Mangelnde Unterhaltsarbeiten an einer Weiche waren der Grund, weshalb eine Lokomotive in Zürich aus den Gleisen gesprungen ist. Dabei habe man um die Schäden gewusst, heisst es im Untersuchungsbericht.

Schrauben waren so locker, dass sie von Hand herausgedreht werden konnten: Weiche im Gleisfeld vor dem Zürcher Hauptbahnhof.
Schrauben waren so locker, dass sie von Hand herausgedreht werden konnten: Weiche im Gleisfeld vor dem Zürcher Hauptbahnhof.
Gaetan Bally, Keystone

Im September 2013 ist im Vorbahnhof von Zürich eine Lokomotive bei einer Rangierfahrt aus den Gleisen gesprungen. Zum Unfall kam es auf Höhe einer Weiche in der Nähe des Dienstgebäudes bei der Langstrasse. Der 58-jährige Lokführer bemerkte plötzlich ein starkes Rumpeln. Kurz darauf stand die Lok mit allen vier Achsen neben den Schienen im Schotter.
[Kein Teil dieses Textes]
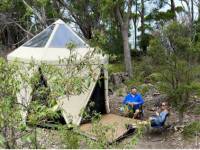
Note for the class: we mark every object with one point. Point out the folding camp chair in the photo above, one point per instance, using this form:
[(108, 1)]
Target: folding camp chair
[(162, 126)]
Die Auswertung der Geschwindigkeitsmessanlage ergab, dass der Lokführer mit 28 km/h gefahren war, wie es im heute Mittwoch veröffentlichten Schlussbericht der Schweizerischen Sicherheitsuntersuchungsstelle (SUST) heisst. Er hatte sich somit an die vorgeschriebene Rangiergeschwindigkeit von 30 km/h gehalten.

Hingegen offenbarten die Untersuchungen Mängel an der Weiche. Einzelne Schrauben waren so locker, dass sie von Hand herausgedreht werden konnten. Zudem war die Spurführung nicht mehr gewährleistet, weil ein sogenanntes Zungenprofil verschlissen war. Ein Rad der Lokomotive konnte soweit aufklettern bis der Spurkranz an der Schienenoberkante angelangt war und das Rad dort abzurollen begann.
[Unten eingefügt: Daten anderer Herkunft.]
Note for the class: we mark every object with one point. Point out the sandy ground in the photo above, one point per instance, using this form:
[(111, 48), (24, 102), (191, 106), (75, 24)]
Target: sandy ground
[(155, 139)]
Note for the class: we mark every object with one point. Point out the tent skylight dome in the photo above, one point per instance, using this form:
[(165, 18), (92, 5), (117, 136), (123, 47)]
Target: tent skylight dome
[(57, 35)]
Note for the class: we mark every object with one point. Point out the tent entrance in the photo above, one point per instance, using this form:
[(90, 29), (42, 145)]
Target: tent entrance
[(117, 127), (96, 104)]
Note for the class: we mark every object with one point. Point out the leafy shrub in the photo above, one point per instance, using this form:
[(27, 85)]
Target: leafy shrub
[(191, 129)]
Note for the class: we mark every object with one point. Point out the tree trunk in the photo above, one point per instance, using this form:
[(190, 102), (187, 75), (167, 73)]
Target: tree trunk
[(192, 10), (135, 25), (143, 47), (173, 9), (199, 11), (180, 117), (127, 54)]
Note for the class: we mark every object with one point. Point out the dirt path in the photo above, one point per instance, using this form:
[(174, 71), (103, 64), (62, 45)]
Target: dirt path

Die üblichen Arbeiten nicht ausgeführt

Die Mängel an der Weiche waren bereits im Juli 2012 festgestellt worden. Wegen der lockeren Schrauben waren zwei provisorische Spurhalterungen angebracht worden. Normalerweise würden in einem solchen Fall die Schraubenlöcher saniert, schreibt die SUST. Das sei jedoch nicht geschehen.

Damit habe ein grosses Entgleisungsrisiko bestanden, heisst es im Schlussbericht. Die Weiche befinde sich zudem im Bereich der Einengung der Langstrassenbrücke. Entgleisungen in diesem sensiblen Bereich führten zu grossen betrieblichen Einschränkungen.
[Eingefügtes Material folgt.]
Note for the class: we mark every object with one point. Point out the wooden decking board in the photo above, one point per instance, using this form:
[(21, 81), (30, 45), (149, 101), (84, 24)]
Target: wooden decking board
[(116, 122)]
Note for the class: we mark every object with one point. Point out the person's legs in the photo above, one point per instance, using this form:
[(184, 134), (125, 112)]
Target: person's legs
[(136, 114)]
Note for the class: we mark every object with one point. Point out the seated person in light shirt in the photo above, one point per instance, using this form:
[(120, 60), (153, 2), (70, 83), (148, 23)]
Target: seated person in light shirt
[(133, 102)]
Mängel auch an der Lokomotive

Auch an der Lokomotive war nicht alles ordnungsgemäss. So war etwa die Spurenkranzschmieranlage nicht funktionsfähig. Das darf laut SUST zwar nicht zu einer Entgleisung führen, aber ein schlecht geschmierter Spurenkranz erzeuge mehr Reibung an der Schiene. Das könne das Aufklettern eines Rades begünstigen.